Joy Irwin

Personal information
- Full name: Joy Irwin
- Role: Batter

International information
- National side: South Africa (1960–1961);
- Test debut (cap 5): 2 December 1960 v England
- Last Test: 31 December 1960 v England

Domestic team information
- 1951/52: Durban
- 1952/53–1960/61: Natal

Career statistics
| Competition | WTest |
| Matches | 3 |
| Runs scored | 40 |
| Batting average | 6.66 |
| 100s/50s | 0/0 |
| Top score | 20 |
| Balls bowled | 42 |
| Wickets | 0 |
| Bowling average | – |
| 5 wickets in innings | 0 |
| 10 wickets in match | 0 |
| Best bowling | – |
| Catches/stumpings | 0/– |
- Source: CricketArchive, 5 March 2022

= Joy Irwin =

South African cricketer

Joy Irwin is a South African former cricketer who played as a batter.
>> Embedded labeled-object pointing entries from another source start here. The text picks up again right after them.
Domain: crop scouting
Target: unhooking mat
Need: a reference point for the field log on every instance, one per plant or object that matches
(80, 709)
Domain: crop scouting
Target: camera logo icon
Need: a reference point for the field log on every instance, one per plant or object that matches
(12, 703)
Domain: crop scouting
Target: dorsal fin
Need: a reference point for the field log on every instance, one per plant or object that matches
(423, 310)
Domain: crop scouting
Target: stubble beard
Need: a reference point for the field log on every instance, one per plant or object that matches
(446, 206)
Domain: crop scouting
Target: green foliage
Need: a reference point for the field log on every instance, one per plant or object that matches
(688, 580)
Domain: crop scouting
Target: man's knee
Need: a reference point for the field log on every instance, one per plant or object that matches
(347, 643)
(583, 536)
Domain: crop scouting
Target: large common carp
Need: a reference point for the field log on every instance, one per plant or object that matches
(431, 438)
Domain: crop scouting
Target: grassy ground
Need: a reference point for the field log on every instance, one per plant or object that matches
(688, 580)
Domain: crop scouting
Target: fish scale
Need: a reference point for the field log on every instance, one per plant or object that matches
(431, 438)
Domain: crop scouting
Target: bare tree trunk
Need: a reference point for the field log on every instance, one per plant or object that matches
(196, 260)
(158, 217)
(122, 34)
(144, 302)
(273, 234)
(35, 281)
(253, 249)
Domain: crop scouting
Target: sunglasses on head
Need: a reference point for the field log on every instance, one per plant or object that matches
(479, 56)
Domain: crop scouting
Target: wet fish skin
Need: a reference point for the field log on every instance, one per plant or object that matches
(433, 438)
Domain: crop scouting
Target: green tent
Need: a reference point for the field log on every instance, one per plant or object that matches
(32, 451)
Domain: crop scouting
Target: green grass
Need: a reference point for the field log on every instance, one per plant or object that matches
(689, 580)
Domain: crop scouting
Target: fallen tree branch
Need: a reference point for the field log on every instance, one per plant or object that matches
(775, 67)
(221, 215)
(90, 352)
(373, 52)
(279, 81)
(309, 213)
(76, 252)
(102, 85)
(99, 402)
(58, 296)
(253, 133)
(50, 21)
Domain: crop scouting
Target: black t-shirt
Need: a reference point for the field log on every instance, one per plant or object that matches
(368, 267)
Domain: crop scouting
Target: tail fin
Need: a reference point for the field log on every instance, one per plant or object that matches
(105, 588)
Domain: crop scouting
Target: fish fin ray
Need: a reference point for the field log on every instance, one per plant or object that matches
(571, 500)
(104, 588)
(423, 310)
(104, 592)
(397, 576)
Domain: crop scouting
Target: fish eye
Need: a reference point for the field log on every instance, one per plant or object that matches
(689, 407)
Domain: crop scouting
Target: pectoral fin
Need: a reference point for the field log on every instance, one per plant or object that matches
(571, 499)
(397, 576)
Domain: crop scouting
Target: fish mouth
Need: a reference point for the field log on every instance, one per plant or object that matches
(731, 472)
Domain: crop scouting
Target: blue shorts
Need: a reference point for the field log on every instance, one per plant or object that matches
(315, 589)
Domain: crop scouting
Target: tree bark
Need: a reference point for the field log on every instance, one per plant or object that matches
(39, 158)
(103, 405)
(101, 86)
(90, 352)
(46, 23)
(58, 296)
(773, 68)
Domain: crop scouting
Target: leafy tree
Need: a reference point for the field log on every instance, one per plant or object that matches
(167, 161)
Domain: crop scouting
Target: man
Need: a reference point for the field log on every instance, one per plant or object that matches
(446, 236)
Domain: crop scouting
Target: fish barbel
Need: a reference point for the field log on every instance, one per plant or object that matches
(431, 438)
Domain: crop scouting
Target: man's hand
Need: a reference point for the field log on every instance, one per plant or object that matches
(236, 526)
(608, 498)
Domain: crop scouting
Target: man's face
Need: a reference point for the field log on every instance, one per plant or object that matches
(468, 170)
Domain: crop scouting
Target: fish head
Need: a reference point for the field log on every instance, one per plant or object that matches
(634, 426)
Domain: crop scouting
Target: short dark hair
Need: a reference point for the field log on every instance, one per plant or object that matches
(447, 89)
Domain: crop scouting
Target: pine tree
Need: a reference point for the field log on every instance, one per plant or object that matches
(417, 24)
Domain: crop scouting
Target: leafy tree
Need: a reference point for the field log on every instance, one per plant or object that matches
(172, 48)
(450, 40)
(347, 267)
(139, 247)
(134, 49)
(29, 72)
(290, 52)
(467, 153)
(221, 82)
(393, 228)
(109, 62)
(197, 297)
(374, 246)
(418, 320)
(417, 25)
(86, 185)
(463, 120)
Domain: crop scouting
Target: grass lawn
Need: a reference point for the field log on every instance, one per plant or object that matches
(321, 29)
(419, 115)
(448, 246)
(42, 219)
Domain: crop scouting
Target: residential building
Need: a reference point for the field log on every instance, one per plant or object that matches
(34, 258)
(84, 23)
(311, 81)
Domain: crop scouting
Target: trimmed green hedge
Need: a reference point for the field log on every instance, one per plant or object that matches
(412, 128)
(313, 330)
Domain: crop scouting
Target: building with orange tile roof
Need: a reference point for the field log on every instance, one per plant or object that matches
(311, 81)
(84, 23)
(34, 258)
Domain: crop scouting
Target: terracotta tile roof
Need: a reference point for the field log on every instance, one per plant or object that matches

She appeared in three Test matches for South Africa in 1960 and 1961, all against England, scoring 40 runs in her six innings. She played domestic cricket for Durban and Natal.

==Career==
Irwin, a record-breaking opening batsman for Natal, was selected to play for South Africa women against the touring English women in 1960–61. In the first tour match, playing for South African XI Women, Irwin scored 5 & 34 opening alongside Barbara Cairncross as the South African team forced a draw after following on.